Nokia is the latest company to restructure its front office. Verizon, for example, recently announced that the company would be split between Ronan Dunne’s consumer-facing division and Tami Erwin’s business-facing division. Dunne, currently the chief executive of Verizon’s wireless business, will head up the “Verizon Consumer Group” that will include the consumer segment for both the company’s wireless and wireline businesses, including wireless wholesale.
Similarly, in recent years Ericsson underwent a major reorganization and cost-cutting effort. Niklas Heuveldop, currently CEO of Ericsson’s North American business, was one of the winners of that reorganization; CEO Börje Ekholm removed an entire management layer and consolidated six different teams under Heuveldop’s leadership last year.
Nokia was the leading North American RAN vendor in 2016, according to Dell’Oro Group, but lost that position to Ericsson during the course of last year. Further, Dell’Oro said that Ericsson’s North American RAN lead widened by about 3 percentage points during the first six months of 2018 relatively to the full year 2017. Nokia is currently the second-largest supplier of wireless networking equipment in North America, just behind Ericsson and ahead of Samsung.
Nonetheless, Nokia has been named as a top 5G supplier to all of the major wireless network operators in the United States, from AT&T to Verizon.
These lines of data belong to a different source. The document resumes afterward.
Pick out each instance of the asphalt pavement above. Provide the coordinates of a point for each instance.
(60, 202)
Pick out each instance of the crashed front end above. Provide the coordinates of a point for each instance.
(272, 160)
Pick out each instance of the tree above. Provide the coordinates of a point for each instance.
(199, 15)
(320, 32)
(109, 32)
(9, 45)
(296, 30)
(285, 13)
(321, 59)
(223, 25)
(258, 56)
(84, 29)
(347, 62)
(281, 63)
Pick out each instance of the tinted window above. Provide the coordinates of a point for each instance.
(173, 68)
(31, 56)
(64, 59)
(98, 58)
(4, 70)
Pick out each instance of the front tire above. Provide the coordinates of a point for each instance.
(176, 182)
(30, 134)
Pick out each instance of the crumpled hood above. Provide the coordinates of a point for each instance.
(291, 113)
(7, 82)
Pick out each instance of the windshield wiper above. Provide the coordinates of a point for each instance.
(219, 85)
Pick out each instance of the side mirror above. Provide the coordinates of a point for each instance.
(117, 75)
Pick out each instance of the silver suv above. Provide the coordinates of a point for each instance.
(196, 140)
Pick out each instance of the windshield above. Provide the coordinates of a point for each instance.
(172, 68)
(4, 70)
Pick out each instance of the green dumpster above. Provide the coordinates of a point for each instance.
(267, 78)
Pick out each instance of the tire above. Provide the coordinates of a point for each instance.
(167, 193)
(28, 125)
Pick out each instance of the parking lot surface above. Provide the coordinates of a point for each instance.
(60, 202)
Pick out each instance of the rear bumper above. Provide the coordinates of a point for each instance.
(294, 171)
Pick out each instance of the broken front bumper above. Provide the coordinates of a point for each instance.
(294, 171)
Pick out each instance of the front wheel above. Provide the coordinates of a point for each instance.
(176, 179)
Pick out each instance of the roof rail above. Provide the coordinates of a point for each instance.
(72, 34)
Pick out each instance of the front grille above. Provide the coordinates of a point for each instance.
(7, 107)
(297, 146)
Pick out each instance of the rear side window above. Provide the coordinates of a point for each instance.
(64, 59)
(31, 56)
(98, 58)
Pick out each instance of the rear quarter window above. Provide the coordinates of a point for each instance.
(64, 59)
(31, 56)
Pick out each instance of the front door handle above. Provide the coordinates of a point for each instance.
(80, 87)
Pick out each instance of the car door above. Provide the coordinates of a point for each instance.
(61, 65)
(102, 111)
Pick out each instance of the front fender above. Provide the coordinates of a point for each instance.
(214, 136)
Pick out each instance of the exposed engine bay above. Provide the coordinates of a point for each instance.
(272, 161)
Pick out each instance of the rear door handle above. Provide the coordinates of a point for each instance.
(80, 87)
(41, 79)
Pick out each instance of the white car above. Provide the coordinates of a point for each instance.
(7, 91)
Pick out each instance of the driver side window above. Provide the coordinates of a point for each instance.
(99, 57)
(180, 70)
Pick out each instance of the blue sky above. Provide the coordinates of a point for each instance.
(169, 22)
T-Mobile, for its part, split its $7 billion 5G spend equally between Ericsson and Nokia, but recently disclosed that Nokia equipment currently runs on across 37,000 T-Mobile sites in 31 states, which Tefficient noted gives Nokia an edge over Ericsson’s likely 26,000 T-Mobile sites (if T-Mobile’s 19,000 small cells aren't counted).
In its most recent quarter, Nokia reported that its wireless networks business grew 2% year over year.